Rozdział 865 Wziąłem lekarstwo Maggie
Następnego dnia Maggie obudziła się prawie o czwartej. Wczoraj wieczorem siedziała do północy, żeby zrealizować receptę i przygotować lekarstwo. Wstała wcześnie rano, żeby zagotować lekarstwo. Sama je zagotowała, kontrolowała ogień i zagotowała parę lekarstw trzy razy. Następnie połączyła wszystkie zagotowane lekarstwa. Po ostygnięciu zawinęła je w torbę. Było ich w sumie dziewięć, które można było wypić przez trzy dni.

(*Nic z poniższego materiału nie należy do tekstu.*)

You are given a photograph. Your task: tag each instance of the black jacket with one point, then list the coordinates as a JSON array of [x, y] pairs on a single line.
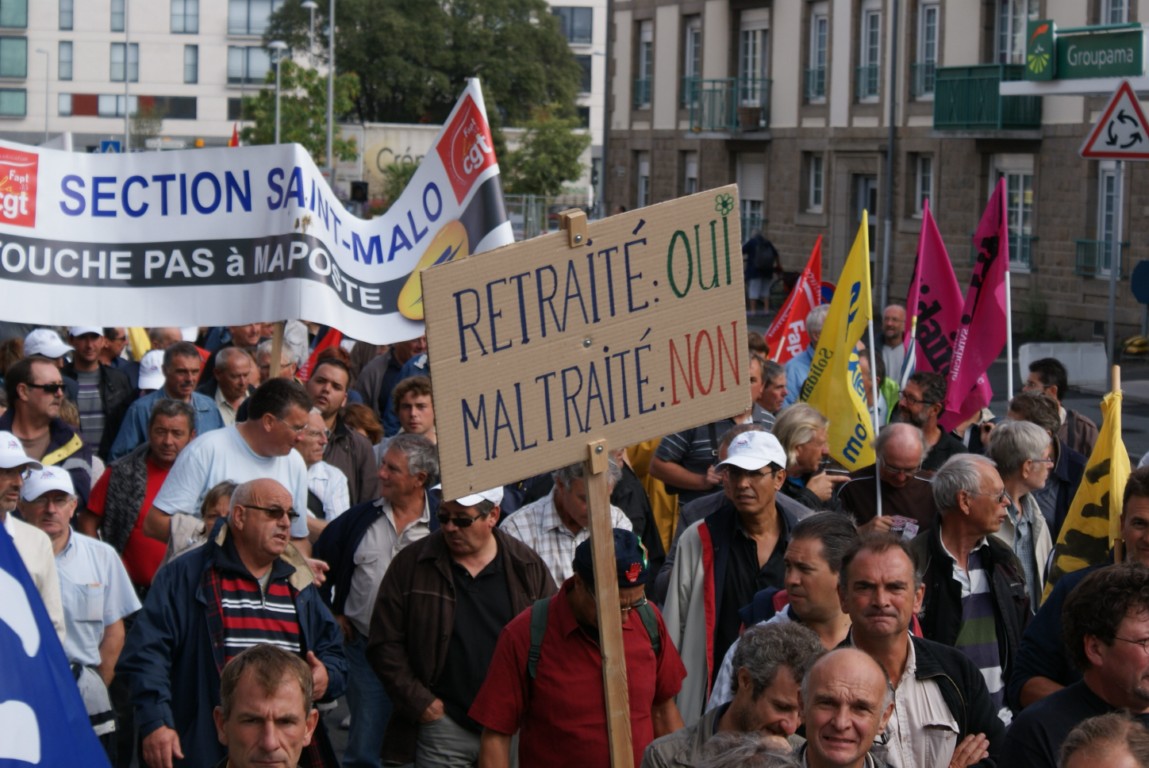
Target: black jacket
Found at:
[[116, 392], [941, 611]]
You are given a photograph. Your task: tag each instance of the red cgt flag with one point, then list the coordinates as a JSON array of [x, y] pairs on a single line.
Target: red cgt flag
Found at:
[[786, 336]]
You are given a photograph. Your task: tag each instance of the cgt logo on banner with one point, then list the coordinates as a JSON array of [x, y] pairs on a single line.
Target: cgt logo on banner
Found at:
[[17, 186], [467, 148]]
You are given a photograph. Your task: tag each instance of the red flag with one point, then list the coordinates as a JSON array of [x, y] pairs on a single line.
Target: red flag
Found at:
[[329, 337], [982, 327], [786, 336], [935, 310]]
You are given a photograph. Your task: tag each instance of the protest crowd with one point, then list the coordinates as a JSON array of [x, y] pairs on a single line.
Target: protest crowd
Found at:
[[226, 546]]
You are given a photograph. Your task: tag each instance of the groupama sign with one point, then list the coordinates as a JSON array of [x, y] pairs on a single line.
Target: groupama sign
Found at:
[[1086, 52]]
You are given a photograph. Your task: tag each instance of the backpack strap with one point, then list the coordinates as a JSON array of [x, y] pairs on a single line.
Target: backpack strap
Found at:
[[538, 629]]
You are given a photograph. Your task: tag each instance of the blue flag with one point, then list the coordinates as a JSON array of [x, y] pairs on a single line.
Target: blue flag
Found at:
[[43, 720]]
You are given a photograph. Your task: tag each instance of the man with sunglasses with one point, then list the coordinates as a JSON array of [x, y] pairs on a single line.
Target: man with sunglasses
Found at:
[[36, 391], [441, 606], [210, 604], [922, 404], [976, 594], [905, 497]]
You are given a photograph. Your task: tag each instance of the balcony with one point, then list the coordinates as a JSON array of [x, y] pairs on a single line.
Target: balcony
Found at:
[[642, 93], [922, 79], [729, 105], [968, 99], [1094, 258]]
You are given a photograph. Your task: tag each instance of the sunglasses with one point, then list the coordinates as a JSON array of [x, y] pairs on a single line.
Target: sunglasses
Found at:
[[51, 389], [457, 522]]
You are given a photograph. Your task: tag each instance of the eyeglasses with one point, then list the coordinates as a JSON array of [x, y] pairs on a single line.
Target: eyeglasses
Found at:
[[462, 521], [51, 389], [915, 401], [1143, 642], [274, 513]]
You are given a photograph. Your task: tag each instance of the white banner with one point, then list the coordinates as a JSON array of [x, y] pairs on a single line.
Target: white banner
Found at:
[[232, 236]]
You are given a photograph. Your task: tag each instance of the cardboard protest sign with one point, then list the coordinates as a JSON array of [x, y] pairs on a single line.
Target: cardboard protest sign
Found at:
[[540, 347], [231, 236]]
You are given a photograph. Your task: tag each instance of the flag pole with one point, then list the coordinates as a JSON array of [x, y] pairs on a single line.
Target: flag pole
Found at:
[[873, 413]]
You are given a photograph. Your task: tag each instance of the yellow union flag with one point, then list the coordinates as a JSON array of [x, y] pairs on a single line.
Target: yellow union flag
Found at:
[[1094, 520], [834, 384]]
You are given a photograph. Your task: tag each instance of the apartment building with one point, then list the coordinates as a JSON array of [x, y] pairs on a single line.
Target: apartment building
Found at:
[[822, 108]]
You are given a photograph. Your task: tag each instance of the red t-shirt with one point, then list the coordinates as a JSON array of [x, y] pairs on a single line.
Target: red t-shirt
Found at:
[[143, 554], [561, 715]]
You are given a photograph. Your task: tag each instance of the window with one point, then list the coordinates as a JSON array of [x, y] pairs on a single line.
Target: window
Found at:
[[576, 23], [692, 60], [923, 183], [752, 67], [926, 63], [117, 62], [689, 173], [14, 15], [251, 16], [247, 64], [1115, 12], [815, 183], [642, 189], [191, 63], [1017, 170], [816, 62], [1109, 199], [584, 63], [644, 66], [13, 102], [113, 105], [13, 56], [869, 55], [185, 16], [1012, 16], [63, 60]]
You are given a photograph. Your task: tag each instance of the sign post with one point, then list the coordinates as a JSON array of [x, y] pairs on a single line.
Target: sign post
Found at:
[[548, 351]]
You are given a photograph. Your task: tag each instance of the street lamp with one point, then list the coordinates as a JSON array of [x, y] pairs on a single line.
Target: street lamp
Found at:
[[47, 74], [310, 6], [278, 47]]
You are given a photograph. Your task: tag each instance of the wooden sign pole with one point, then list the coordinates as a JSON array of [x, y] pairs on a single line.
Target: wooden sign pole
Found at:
[[606, 594]]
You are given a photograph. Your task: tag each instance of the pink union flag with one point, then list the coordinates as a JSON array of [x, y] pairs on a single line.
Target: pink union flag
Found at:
[[981, 328], [786, 336]]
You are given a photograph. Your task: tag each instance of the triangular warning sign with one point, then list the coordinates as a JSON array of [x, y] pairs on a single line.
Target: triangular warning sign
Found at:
[[1123, 132]]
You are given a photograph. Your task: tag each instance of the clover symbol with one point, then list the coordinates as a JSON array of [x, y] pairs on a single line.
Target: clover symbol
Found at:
[[724, 204]]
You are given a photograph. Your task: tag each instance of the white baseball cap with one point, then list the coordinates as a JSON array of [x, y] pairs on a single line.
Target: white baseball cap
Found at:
[[753, 451], [46, 480], [152, 370], [45, 342], [12, 453], [494, 496]]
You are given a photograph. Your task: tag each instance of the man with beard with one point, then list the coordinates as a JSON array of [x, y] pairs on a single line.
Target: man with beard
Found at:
[[922, 404]]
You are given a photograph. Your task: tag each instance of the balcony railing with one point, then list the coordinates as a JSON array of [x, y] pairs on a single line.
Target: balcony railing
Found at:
[[968, 99], [866, 84], [922, 79], [816, 84], [729, 105], [1095, 256], [642, 93]]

Maggie przybyła do szpitala z lekarstwem. Patrząc na lekarstwo, które Maggie starannie podzieliła na paczuszki, Lucas był bardzo wdzięczny. Ale nie miał zamiaru dać Zenie do picia, więc czuł się mniej lub bardziej winny w sercu. Mógł tylko dziękować Maggie raz po raz.
Maggie powiedziała: „Ugotuję kolejny zestaw leków dziś po południu i kolejny jutro. Te leki wystarczą na dziewięć dni. Być może będę musiała wyjść pojutrze. Dbaj o nią podczas mojej nieobecności i pamiętaj, żeby podawać jej leki na czas”.